Transmissible spongiform encephalopathies (TSE) or prion diseases belong to a category of fatal and so far untreatable neurodegenerative conditions. All prion diseases are characterized by both degeneration in the central nervous system (CNS) in humans and animals and the deposition and accumulation of Proteinase K-resistant prion protein (PrPres). Until now, no pharmaceutical product has been available to cure these diseases or to alleviate their associated symptoms. Here, a cell-culture screening system is described that allows for the large-scale analysis of the PrPres inhibitory potential of a library of compounds and the identification of structural motifs leading potent compounds able to cause PrPres clearance at the cellular level.
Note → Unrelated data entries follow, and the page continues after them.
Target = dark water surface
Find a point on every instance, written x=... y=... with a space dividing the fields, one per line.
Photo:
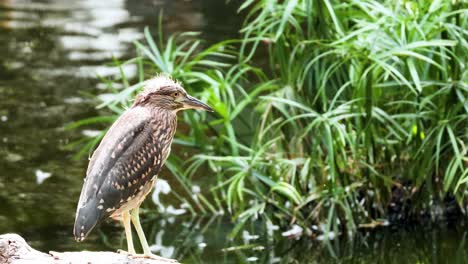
x=50 y=54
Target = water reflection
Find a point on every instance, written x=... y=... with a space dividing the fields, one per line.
x=50 y=54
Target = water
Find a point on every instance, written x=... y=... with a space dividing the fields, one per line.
x=50 y=53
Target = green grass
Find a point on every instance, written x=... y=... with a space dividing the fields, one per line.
x=355 y=99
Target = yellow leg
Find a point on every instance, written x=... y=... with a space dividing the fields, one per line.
x=128 y=232
x=141 y=234
x=144 y=244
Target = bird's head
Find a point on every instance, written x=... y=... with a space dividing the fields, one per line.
x=165 y=93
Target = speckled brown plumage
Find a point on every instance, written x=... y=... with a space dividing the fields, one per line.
x=124 y=167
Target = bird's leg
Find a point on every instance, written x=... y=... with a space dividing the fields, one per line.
x=141 y=235
x=128 y=231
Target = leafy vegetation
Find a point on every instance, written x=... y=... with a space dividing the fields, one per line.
x=324 y=109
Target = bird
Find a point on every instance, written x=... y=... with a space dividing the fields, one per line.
x=124 y=167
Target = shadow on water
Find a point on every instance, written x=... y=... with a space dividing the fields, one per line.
x=51 y=52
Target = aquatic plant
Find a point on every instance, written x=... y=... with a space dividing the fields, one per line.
x=325 y=111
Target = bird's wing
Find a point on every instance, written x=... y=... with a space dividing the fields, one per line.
x=127 y=152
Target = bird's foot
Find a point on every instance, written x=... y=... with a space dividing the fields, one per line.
x=148 y=256
x=124 y=252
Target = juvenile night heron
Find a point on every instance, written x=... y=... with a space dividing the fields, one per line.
x=124 y=168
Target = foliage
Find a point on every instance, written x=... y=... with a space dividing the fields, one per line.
x=355 y=100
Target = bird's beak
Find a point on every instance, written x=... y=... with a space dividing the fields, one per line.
x=193 y=103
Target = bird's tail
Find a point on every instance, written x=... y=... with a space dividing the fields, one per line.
x=87 y=216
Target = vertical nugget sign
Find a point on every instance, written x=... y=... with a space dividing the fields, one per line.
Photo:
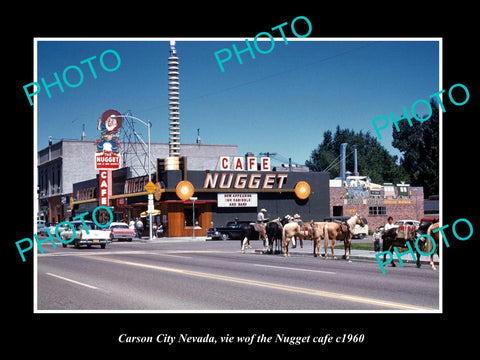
x=107 y=157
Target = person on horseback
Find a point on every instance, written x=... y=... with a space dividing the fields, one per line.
x=260 y=225
x=299 y=221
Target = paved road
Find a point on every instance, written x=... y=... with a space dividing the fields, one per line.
x=181 y=275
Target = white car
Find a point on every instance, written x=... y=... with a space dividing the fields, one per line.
x=93 y=237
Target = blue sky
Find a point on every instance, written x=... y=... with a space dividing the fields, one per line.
x=278 y=102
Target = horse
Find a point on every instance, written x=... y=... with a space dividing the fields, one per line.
x=426 y=244
x=338 y=231
x=253 y=231
x=274 y=231
x=398 y=237
x=309 y=231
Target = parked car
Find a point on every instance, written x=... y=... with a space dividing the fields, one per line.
x=358 y=231
x=41 y=227
x=232 y=230
x=121 y=231
x=403 y=223
x=95 y=235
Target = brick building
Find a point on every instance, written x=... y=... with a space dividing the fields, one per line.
x=400 y=201
x=66 y=162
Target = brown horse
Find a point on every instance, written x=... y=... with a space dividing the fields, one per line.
x=309 y=231
x=338 y=231
x=428 y=246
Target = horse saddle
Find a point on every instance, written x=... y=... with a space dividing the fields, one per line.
x=343 y=227
x=258 y=226
x=405 y=231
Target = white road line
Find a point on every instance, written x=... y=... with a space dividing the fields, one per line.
x=296 y=269
x=72 y=281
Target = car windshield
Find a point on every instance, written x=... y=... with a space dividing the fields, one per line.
x=89 y=226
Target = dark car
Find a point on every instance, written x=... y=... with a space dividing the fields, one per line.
x=233 y=230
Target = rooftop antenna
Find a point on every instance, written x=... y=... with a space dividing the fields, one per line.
x=199 y=141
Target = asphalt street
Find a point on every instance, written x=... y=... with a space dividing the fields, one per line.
x=189 y=276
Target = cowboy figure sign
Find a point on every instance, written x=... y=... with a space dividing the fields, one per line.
x=107 y=156
x=109 y=126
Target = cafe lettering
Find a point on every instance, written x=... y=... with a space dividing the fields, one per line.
x=227 y=180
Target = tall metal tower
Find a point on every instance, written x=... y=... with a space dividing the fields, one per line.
x=173 y=102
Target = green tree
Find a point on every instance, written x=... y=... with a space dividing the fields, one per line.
x=373 y=159
x=419 y=145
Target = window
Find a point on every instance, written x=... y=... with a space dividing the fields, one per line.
x=188 y=213
x=377 y=210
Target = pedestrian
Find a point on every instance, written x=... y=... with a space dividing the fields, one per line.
x=139 y=226
x=389 y=224
x=377 y=239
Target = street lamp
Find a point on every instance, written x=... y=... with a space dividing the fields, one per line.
x=192 y=199
x=148 y=125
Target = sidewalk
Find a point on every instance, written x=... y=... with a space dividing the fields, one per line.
x=170 y=239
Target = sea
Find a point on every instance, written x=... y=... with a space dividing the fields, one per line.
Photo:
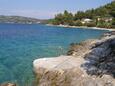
x=21 y=44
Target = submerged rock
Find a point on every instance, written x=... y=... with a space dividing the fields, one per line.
x=92 y=64
x=8 y=84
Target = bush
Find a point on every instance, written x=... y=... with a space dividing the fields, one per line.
x=91 y=24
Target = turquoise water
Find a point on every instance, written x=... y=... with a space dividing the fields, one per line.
x=20 y=44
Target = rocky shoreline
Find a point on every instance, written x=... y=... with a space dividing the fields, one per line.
x=91 y=63
x=82 y=27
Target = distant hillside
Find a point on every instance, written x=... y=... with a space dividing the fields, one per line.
x=103 y=16
x=20 y=19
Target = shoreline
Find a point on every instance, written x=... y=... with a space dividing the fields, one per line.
x=82 y=27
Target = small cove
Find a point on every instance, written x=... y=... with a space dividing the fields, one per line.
x=20 y=44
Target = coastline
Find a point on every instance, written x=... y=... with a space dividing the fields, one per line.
x=81 y=27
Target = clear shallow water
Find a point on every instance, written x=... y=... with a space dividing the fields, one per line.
x=20 y=44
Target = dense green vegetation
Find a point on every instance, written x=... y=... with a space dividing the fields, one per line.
x=19 y=19
x=103 y=16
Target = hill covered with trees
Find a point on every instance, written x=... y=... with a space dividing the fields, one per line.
x=20 y=19
x=103 y=16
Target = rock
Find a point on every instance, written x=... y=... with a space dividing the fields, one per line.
x=92 y=64
x=8 y=84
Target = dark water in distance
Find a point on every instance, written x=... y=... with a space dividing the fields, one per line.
x=20 y=44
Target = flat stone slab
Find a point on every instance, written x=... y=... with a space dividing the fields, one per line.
x=61 y=62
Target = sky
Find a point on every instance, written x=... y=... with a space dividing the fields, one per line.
x=45 y=9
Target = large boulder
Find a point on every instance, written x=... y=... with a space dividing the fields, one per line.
x=92 y=64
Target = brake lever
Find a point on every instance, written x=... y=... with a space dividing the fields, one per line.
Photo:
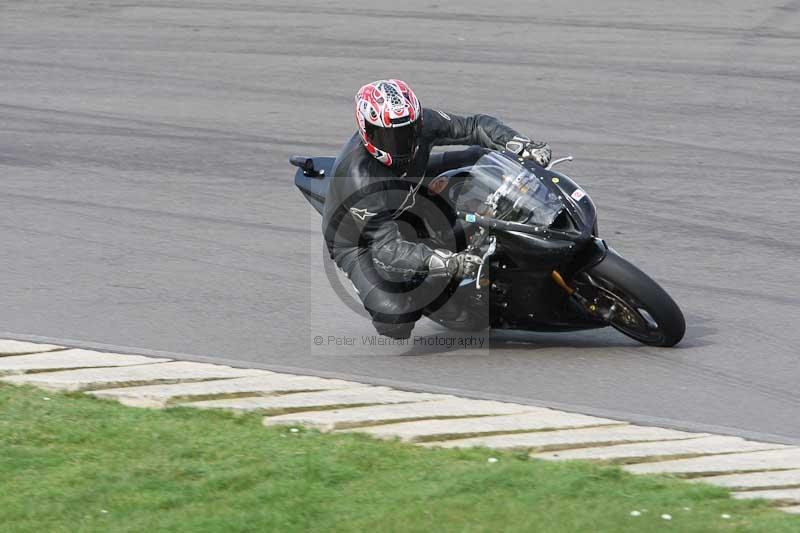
x=557 y=161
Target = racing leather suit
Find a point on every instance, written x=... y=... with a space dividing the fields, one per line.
x=365 y=199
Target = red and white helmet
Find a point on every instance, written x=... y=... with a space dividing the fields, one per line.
x=389 y=119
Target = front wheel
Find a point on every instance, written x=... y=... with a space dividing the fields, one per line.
x=633 y=303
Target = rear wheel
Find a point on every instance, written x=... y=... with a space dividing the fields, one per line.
x=633 y=303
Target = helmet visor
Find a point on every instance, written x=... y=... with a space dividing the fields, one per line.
x=399 y=141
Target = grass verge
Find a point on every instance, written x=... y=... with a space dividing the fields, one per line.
x=73 y=463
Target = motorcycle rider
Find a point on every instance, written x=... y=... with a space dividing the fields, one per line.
x=375 y=179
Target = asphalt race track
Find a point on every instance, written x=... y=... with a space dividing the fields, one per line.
x=145 y=199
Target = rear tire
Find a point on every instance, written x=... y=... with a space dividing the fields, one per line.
x=645 y=312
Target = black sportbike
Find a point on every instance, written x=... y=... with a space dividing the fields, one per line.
x=544 y=266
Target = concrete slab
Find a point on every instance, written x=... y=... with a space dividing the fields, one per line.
x=569 y=438
x=97 y=378
x=357 y=395
x=782 y=495
x=447 y=406
x=534 y=419
x=77 y=358
x=754 y=480
x=9 y=347
x=161 y=395
x=644 y=451
x=788 y=458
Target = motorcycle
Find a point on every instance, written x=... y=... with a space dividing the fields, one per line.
x=545 y=268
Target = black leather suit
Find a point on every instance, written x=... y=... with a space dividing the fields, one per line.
x=364 y=201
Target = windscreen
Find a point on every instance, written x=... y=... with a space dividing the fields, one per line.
x=498 y=187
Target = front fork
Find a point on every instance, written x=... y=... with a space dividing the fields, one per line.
x=590 y=256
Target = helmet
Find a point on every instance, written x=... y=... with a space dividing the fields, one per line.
x=389 y=119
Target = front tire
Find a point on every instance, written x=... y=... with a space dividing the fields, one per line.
x=641 y=309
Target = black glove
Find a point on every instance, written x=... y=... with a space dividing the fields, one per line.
x=537 y=151
x=459 y=266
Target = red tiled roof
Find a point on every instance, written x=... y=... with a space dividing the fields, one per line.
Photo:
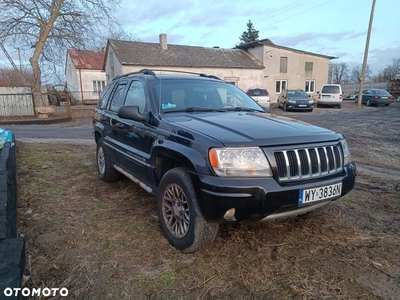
x=87 y=59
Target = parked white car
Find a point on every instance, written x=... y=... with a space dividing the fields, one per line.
x=260 y=95
x=330 y=95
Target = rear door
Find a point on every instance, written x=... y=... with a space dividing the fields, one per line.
x=134 y=136
x=110 y=119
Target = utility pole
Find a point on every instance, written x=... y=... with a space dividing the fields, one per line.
x=371 y=18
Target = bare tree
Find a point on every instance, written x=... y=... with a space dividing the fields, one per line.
x=46 y=28
x=338 y=72
x=356 y=74
x=12 y=77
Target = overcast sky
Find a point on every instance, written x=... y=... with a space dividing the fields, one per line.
x=329 y=27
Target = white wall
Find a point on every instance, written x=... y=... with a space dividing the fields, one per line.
x=296 y=75
x=16 y=101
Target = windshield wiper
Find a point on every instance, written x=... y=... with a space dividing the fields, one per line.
x=203 y=109
x=238 y=108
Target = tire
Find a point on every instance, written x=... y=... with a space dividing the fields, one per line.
x=179 y=214
x=106 y=172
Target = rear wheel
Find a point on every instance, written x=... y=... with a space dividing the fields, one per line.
x=181 y=220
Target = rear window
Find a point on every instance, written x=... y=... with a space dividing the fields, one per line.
x=330 y=89
x=257 y=92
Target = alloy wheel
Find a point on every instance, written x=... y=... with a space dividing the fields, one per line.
x=175 y=211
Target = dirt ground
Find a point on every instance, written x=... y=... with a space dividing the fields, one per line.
x=102 y=241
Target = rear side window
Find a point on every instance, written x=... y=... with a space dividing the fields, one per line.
x=330 y=89
x=104 y=96
x=257 y=92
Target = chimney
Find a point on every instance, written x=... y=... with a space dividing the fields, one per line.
x=163 y=41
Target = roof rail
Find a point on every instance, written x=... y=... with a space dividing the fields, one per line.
x=193 y=73
x=143 y=71
x=151 y=72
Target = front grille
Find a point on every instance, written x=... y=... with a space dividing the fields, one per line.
x=298 y=164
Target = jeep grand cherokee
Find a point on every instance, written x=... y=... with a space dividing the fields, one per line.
x=210 y=154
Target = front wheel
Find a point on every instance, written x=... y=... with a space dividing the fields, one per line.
x=106 y=171
x=181 y=220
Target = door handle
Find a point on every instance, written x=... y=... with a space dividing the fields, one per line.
x=120 y=125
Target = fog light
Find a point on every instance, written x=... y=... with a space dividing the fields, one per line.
x=230 y=215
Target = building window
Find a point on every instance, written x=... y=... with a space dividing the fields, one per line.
x=309 y=66
x=280 y=86
x=283 y=65
x=310 y=86
x=98 y=86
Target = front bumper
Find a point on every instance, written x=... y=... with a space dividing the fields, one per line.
x=258 y=199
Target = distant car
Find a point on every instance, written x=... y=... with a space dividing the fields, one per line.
x=352 y=96
x=376 y=97
x=295 y=100
x=330 y=95
x=261 y=96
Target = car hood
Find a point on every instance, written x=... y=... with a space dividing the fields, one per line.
x=241 y=128
x=300 y=99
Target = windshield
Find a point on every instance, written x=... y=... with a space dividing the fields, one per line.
x=257 y=92
x=334 y=89
x=193 y=95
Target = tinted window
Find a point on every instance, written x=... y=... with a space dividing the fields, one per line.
x=117 y=98
x=136 y=96
x=382 y=92
x=105 y=94
x=257 y=92
x=330 y=89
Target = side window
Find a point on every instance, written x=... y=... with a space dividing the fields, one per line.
x=104 y=96
x=310 y=86
x=118 y=97
x=136 y=96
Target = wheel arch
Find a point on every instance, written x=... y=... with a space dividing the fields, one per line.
x=164 y=159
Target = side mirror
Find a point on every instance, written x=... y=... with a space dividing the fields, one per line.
x=131 y=112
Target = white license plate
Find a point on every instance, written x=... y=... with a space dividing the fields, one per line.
x=320 y=193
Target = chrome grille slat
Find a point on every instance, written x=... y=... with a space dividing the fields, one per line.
x=310 y=162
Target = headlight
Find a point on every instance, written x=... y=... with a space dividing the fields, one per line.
x=346 y=152
x=239 y=162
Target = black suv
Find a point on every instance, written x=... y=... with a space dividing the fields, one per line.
x=211 y=154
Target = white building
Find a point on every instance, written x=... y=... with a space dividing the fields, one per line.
x=84 y=76
x=258 y=64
Based on different scrapie-infected cell lines, 10?000 substances were tested, out of which 530 potential inhibitors were identified. After re-screening and validation using a series of dilutions, 14 compounds were identified as the most effective. These 14 compounds were then used for therapeutic studies in a mouse bioassay to test and verify their in vivo potency. Two compounds exhibited therapeutic potential in the mouse model by significantly extending the survival time of intracerebrally infected mice, when treated 90 days after infection with scrapie.